Evet, %92’si deprem bölgesinde olan bir ülkede yaşıyoruz.

Türkiye Deprem Bölgeleri listesinde Edirne ilinin “3.-4. derece” olduğuna bakmayınız… O, il merkezini içine alan kuzey kısmı...

Saros Körfezi ve Keşan, 1. ve 2. derece deprem bölgesi…

Burnumuz dibinde, Saros Fayı ve Tekirdağ Gaziköy’den Saros’a uzanan Ganos Fayı var…

E bu kadar da olsun… Pekçok volkanik dağımız, krater gölümüz, iç denizimiz, adalarımız ve bunlar gibi sayısız doğal güzelliklerimiz nasıl oldu sanıyorsunuz? Her sefanın bir cefası var. Deprem de, bu kadar coğrafi güzelliğin yeraldığı ülkemizin cefalı gerçeği.

***

Tuhaf olan şu ki, “Hafıza-i beşer, nisyan ile malül”… Bu yüzden, ancak sallandıkça hatırlıyor, başımıza bir iş gelmemişse unutuyoruz!..

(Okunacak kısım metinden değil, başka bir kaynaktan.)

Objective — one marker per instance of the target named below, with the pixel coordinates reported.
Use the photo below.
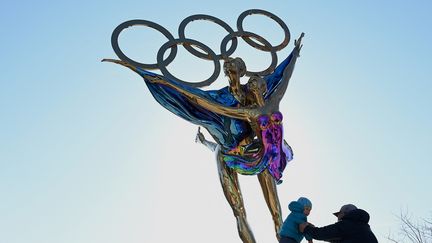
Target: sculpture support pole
(268, 186)
(231, 188)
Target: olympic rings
(270, 15)
(205, 48)
(224, 25)
(248, 35)
(130, 23)
(209, 54)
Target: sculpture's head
(234, 66)
(257, 85)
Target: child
(289, 232)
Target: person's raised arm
(239, 113)
(279, 92)
(327, 233)
(200, 138)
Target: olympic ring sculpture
(209, 54)
(244, 120)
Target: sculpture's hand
(200, 137)
(297, 43)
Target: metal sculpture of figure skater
(244, 120)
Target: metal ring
(215, 20)
(270, 15)
(162, 64)
(130, 23)
(246, 34)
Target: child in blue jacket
(289, 232)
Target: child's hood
(295, 206)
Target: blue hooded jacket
(290, 227)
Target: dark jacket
(353, 228)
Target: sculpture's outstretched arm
(200, 138)
(239, 113)
(280, 89)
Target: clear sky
(87, 155)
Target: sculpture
(244, 120)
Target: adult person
(352, 227)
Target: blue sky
(87, 155)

Oysa unutmayanlar var: Van’da 2011’de meydana gelen depremde evleri yıkılıp hayatta kalabilenlerin bir kısmı, hâlâ konteynerlerde yaşıyor ve unutmuyor. 17 Ağustos 1999 depreminde yakınlarını kaybedenler, kurtulduğu halde hâlâ psikolojik veya fiziksel rahatsızlık yaşayanlar unutmuyor.

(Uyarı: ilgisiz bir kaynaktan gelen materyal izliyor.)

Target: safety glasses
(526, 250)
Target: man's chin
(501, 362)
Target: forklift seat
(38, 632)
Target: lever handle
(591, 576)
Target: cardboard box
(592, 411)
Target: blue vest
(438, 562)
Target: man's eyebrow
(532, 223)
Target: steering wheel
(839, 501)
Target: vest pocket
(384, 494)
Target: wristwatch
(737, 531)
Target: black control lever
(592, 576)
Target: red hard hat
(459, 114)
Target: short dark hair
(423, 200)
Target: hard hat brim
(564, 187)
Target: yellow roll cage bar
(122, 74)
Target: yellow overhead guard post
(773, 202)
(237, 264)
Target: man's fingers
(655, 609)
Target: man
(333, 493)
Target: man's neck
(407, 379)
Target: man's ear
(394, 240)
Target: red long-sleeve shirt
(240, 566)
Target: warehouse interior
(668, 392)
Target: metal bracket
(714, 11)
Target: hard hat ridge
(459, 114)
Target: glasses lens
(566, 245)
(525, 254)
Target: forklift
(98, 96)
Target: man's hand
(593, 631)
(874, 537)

Biz unuttuk, devlet unuttu, ama onlar unutmuyor!

***

Unuttuğumuz içindir ki,

Devleti uyuttuğumuzu sanarak kendimizi kandırıyor, kendi sonumuzu kendi ellerimizle hazırlıyoruz: Yasal boşluk varsa, paradan kurtarmak için zemin etüdü yaptırmıyor ya da az sayıda yaptırıyoruz. İnşaatımız ucuza gelsin diye, kaliteli malzeme, kalifiye işçilik ve bilimsellikten uzaklaşıyoruz. Yapı denetimlerimizin birçoğu Türk usulü…

***

Devletimiz de vatandaşını üzmüyor: Felaketler yaşanınca çıkarılan bazı yasalar, felaketi unutmaya başladığımız anda ertelenmeye ya da yumuşatılmaya başlıyor. Sanıyoruz ki, memlekete iyilik yaptık!

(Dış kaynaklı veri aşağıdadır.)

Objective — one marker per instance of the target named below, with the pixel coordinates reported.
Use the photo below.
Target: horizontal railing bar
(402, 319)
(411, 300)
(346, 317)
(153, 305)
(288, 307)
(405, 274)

Ondan sonra, ilk sallantıyla kendimizi sokağa atıyoruz… Çünkü yaşadığımız yapılara güvenimiz yok! Bugüne kadarki ihmalleri(mizi) biliyoruz, o yüzden de kendimizi güvende hissetmiyoruz.

Bu nedenle de, “belediye anons yapmış, deprem olacakmış” safsatalarına prim verip sokaklarda sabahlıyoruz.

***

Yapı sağlam olsa da, dolaplarımız vb. gerektiği şekilde monte edilmediği, sabitlenmediği, deprem bölgesinde yaşamamıza rağmen buna uygun bir yaşam biçimi seçmediğimiz için, korkuyoruz.

***

Korkmak (panik haline vardırmadan) iyidir bazen… İnsanı kendine getirir… Korkuya yol açan riski nasıl defetmek gerektiğini düşündürür…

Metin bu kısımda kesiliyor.